2010年12月
【火曜】 新しい歯のブラッシングの考え方
いまから数十年前、「さん。さん。さん。」運動というのがありました。むし歯予防で毎食後、食後三分以内に三分間と言うものでした。いまではほとんど聞かれません。それはどうしてでしょう。実はこうした運動では、短時間に力強く磨きすぎてしまいがちになり、歯を傷つけてしまうことが指摘されています。
みなさんは歯磨きを連想したとき、ザクザクザクなどの音を思い浮かべないでしょうか。こうしたブラッシング時に大きな音がするような磨き方は悪い磨き方と言っていいでしょう。歯科医師が患者さんへの指導の際に決まって言う言葉があります。「歯は磨いてはいけません。歯についた汚れをぬぐい取るように掃除してください」と言っています。
そして力が強すぎる場合には、「歯はうるし塗りの食器です。汚れているからといってカネダワシでこする人はいないでしょう。歯ブラシはよごれをぬぐい取る道具だと覚えておいてください」とも指導しています。
力強く磨くとどのようなことになるのでしょうか。はじめに柔らかい歯茎が犠牲になります。歯茎は柔らかいため傷つけられるとどんどん短くなり、歯の根が露出してしまうこととなります。露出した歯の長さだけ、支えるべき歯の周りの骨を失ったこととなるのです。
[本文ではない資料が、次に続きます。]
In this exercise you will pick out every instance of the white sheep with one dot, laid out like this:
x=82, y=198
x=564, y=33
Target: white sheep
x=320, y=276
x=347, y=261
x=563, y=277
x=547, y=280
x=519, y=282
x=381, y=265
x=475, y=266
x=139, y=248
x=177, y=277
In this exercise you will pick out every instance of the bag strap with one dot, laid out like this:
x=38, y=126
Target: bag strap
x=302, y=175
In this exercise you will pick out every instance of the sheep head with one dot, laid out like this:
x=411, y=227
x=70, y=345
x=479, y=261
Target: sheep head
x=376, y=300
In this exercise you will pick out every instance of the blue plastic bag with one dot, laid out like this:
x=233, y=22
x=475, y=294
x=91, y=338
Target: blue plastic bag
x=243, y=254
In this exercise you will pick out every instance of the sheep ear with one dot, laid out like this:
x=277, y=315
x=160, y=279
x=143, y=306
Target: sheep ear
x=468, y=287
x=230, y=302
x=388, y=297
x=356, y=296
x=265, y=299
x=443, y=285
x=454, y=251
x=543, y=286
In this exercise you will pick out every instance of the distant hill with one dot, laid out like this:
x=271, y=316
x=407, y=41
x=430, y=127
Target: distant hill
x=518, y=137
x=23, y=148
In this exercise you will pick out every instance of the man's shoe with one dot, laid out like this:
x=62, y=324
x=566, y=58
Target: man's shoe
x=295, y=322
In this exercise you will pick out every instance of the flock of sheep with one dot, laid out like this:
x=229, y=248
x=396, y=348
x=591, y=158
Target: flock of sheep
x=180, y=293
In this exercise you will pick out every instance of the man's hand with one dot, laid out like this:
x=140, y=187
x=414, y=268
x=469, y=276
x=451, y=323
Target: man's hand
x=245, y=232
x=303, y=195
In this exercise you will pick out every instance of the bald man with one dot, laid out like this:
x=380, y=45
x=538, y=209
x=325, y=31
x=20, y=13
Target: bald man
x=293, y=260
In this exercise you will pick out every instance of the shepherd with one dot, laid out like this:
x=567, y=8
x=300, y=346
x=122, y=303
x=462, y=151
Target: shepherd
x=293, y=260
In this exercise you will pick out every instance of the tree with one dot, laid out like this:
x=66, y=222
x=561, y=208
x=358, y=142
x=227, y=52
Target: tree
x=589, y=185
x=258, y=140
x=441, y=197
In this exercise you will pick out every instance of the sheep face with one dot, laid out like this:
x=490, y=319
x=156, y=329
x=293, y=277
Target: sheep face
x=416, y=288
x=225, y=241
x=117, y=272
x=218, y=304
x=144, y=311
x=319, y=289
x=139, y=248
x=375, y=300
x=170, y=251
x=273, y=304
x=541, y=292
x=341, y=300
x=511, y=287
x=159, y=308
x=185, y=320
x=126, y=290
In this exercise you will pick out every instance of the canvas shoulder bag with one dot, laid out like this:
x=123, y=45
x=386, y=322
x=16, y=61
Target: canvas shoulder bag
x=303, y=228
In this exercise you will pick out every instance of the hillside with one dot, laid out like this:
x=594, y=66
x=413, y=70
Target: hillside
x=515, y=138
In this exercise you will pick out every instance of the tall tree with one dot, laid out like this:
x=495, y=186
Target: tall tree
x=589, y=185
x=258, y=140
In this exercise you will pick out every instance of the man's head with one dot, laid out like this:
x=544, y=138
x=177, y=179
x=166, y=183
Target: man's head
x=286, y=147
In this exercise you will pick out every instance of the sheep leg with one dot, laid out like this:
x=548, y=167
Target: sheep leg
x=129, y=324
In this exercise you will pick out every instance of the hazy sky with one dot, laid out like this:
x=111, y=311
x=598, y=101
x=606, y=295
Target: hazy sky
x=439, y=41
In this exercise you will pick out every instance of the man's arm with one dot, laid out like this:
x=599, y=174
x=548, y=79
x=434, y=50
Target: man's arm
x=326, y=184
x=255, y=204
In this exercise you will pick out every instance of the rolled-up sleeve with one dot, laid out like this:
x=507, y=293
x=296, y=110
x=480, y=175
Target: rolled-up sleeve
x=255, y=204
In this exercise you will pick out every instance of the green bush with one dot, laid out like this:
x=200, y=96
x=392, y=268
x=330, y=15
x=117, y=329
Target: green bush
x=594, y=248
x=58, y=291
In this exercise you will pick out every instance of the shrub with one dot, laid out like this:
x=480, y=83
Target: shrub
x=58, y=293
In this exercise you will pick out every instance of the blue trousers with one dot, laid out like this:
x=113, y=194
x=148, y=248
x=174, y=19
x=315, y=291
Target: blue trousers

いわゆる歯槽膿漏は、歯を支える骨が歯周病菌などによって膿になり、漏れ失ってしまう病気です。力強く磨く結果、歯を支える骨を失わせることになるのはあまりにもったいないことです。
傷つけずに行えるブラッシングを歯科医院で指導を受けるようにしてください。また定期的に掃除ができているかなど検診もよいかもしれません。歯はかけがえのない組織です。大切に守っていきましょう。